Resampling timeseries with Pandas resample and ohlc method and Pandas DataReader should output DataFrame with same columns name to provide a consistent columns naming.
Currently this is not consistent.
In [1]: import pandas_datareader as pdr
In [2]: df = pdr.DataReader("IBM", "google")
In [2]: df
Out[2]:
Open High Low Close Volume
Date
2010-01-04 131.18 132.97 130.85 132.45 6155846
2010-01-05 131.68 131.85 130.10 130.85 6842471
2010-01-06 130.68 131.49 129.81 130.00 5605290
2010-01-07 129.87 130.25 128.91 129.55 5840569
2010-01-08 129.07 130.92 129.05 130.85 4197105
... ... ... ... ... ...
2016-11-02 152.48 153.34 151.67 151.95 3074438
2016-11-03 152.51 153.74 151.80 152.37 2878803
2016-11-04 152.40 153.64 151.87 152.43 2470368
2016-11-07 153.99 156.11 153.84 155.72 3706214
2016-11-08 154.56 NaN NaN 155.17 3921944
Pandas DataReader uses Open
, High
, Low
, Close
column name for candlesticks
In [3]: price = df["Close"]
In [4]: price.resample("W").ohlc()
Out[4]:
open high low close
Date
2010-01-10 132.449997 132.449997 129.550003 130.850006
2010-01-17 129.479996 132.309998 129.479996 131.779999
2010-01-24 134.139999 134.139999 125.500000 125.500000
2010-01-31 126.120003 126.330002 122.389999 122.389999
2010-02-07 124.669998 125.660004 123.000000 123.519997
... ... ... ... ...
2016-10-16 157.020004 157.020004 153.720001 154.449997
2016-10-23 154.770004 154.770004 149.630005 149.630005
2016-10-30 150.570007 153.350006 150.570007 152.610001
2016-11-06 153.690002 153.690002 151.949997 152.429993
2016-11-13 155.720001 155.720001 155.720001 155.720001
[358 rows x 4 columns]
Pandas uses open
, high
, low
, close
column name for candlesticks
We should change this on pandas side or on pandas-datareader side.

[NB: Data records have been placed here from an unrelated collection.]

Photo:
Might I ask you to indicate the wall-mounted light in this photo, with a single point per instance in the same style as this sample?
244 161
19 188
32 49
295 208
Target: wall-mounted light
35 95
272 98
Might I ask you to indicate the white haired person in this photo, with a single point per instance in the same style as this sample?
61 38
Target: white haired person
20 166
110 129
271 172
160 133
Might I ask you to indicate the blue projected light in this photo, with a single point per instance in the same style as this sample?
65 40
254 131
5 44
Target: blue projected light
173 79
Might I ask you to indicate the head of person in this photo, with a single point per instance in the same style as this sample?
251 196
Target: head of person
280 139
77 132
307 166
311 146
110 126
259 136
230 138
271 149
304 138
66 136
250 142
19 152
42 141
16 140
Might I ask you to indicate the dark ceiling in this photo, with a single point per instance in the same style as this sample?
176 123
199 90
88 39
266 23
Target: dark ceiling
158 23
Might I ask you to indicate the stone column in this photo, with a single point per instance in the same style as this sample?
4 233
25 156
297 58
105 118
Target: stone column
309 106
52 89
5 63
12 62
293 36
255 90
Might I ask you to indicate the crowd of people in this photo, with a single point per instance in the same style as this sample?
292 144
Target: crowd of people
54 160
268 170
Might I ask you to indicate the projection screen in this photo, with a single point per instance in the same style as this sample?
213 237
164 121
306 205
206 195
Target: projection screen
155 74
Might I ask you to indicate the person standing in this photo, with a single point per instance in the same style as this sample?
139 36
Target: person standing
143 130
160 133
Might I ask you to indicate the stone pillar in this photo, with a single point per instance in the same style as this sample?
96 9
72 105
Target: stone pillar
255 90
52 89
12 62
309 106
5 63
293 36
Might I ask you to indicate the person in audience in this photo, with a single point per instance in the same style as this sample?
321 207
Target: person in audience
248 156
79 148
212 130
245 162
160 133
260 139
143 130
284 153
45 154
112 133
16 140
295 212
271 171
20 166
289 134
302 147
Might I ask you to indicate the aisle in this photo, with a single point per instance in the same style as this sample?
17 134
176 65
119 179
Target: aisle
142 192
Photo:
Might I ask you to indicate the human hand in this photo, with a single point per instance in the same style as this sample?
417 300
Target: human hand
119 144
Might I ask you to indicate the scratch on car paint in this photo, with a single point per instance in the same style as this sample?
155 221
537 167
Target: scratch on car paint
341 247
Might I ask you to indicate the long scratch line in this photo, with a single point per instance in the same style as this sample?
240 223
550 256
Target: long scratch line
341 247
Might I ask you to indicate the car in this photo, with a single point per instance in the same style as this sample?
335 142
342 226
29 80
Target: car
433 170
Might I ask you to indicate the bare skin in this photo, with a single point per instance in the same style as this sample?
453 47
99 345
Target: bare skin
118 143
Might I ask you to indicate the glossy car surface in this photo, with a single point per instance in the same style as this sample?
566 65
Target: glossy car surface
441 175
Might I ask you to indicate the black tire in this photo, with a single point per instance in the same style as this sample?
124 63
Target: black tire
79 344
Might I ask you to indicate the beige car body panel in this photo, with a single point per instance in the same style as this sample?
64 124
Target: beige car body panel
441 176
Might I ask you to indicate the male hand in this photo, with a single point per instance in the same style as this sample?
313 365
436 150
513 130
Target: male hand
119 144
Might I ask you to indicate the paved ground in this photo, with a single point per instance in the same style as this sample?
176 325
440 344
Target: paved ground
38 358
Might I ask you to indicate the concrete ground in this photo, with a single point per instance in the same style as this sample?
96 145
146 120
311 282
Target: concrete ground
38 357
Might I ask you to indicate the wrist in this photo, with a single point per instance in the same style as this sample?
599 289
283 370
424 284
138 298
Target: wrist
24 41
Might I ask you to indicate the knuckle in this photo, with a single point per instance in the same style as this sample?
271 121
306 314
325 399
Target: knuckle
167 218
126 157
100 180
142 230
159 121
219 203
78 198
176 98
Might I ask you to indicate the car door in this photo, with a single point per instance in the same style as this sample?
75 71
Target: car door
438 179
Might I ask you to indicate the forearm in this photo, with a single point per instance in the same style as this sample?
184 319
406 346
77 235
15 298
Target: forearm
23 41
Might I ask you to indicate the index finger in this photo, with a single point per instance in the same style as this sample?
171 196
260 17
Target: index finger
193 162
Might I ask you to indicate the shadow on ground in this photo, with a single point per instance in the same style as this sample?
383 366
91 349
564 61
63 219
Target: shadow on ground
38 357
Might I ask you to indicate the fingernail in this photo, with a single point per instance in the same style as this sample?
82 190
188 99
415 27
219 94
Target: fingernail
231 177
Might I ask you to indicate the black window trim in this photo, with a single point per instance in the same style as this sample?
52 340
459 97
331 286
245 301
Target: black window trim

PS: on pandas_datareader side https://github.com/pydata/pandas-datareader/issues/260
Comment From: jreback
well pandas has had these for quite some time, and all other names are already in lower case. Its pretty easy to simply rename this if needed.
Comment From: femtotrader
Will use
df.columns = [col.lower() for col in df.columns]
or
df.columns = [col.title() for col in df.columns]
but following same convention will be easier if we want to use TA-Lib (for example) - https://github.com/mrjbq7/ta-lib/issues/66
Comment From: jreback
@femtotrader TA-lib naming convention is downstream of pandas, so its naming convention has no bearing.